実は、以前試着してかなり気に入っていたトライアスを改めて試着。
ただし、今回はバネの硬さが3段階あるモデルの中で
一番やわらかいものと一番硬いものの2種類を用意。
もともと一番やわらかいモデルは以前試着したことがあったので
今回が2度目の試着。
このトライアスを一言で表現すると「軽い」のである!
踵をついた時のフワっとした感触からつま先が離れて
ポンっと降り出しに移行する一連の流れるような動きは今まで試着した
足部では味わえなかった一種の快感ですらある。
同じトライアスでも、一番硬いモデルは特性が豹変する。
踵をついた時はちょっと沈み込む感触はあるものの
全面接地状態と、つま先が離れる動作がそれぞれ
顕著にゴツゴツした印象で現れる。
私の体重(66キロ)では明らかに硬すぎ。
正直なところ、中間の硬さのものを試着したかった。
と言うのは、一番やわらかいモデルは確かにフワっとして気持ちいいのだが
どうもやわらかすぎで、もう少し固めがいいかなと感じていたのである。
中間のものをリクエストしていたのが
モノがなかったとのこと。

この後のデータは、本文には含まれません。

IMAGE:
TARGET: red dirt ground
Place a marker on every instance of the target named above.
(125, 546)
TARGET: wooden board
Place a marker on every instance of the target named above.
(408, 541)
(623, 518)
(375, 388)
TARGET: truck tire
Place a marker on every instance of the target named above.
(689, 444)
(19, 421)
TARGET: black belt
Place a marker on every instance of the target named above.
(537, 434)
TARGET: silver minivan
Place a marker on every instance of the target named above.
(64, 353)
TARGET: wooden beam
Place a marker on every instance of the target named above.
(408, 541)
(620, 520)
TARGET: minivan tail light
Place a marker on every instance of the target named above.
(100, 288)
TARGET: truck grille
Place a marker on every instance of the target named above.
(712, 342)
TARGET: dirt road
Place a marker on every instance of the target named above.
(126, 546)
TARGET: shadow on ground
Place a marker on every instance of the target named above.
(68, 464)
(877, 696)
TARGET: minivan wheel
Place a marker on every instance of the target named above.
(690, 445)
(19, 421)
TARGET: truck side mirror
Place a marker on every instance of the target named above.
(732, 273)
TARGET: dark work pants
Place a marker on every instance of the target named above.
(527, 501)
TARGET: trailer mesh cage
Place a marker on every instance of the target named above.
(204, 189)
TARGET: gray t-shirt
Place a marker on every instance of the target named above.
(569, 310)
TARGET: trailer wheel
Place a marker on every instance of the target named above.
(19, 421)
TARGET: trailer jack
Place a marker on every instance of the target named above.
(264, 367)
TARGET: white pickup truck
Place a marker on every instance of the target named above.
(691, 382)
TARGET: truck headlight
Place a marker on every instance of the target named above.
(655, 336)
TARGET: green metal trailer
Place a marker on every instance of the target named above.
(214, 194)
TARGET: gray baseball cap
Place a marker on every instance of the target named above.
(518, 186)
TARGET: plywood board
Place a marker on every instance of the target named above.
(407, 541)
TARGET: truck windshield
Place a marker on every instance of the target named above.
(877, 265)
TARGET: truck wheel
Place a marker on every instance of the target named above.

。。残念
続いて、試着したのはナブテスコ社のRS2000。
このモデルの最大の特徴は角度調整機能付きの足部である点。
靴の踵高さにあわせ、一定の範囲で自由に設定が可能。
例えば、1日のうちに靴での生活が半分で裸足での生活が
半分という人や、女性のように色々なヒール高さの靴が履きたい人には
とても便利な機能。
歩行感は、従来の製品で言えばフレックスフットに近いのかもしれない。
踵接地時の感触は良好だが、つま先にかけてのバネが硬いので
一般の歩行で私の体重ではゴツっとした印象。
とはいえ、角度調整式の製品の中では好感の持てるモデル
なのかなと思った。
□ 次回の義足のパーツ
というわけで、次回は
膝継手:3R80ニューモデル(オットーボック社製)
足部:トライアス(オットーボック社製)
トライアスについてはバネ硬さ中間のものだとぶっつけ本番
ということで、バネの硬さについてはやわらかいものと
非常に悩み中。
オマケ話だが、C−LEGは確かに間違いなく機能は良いが
一度、この感覚に慣れてしまうと長期的に見て
事情があって購入する財力が無くなったときに
はたして福祉の膝継手に戻す勇気が湧くかどうか。。。
と考えるとやはりC−LEGを選択する勇気は
今の私には無いのである。
高機能な膝継手は、本来弱者のために用意してあげる
べきものなのではないか、と感じてしまうのは私だけなのかな。。。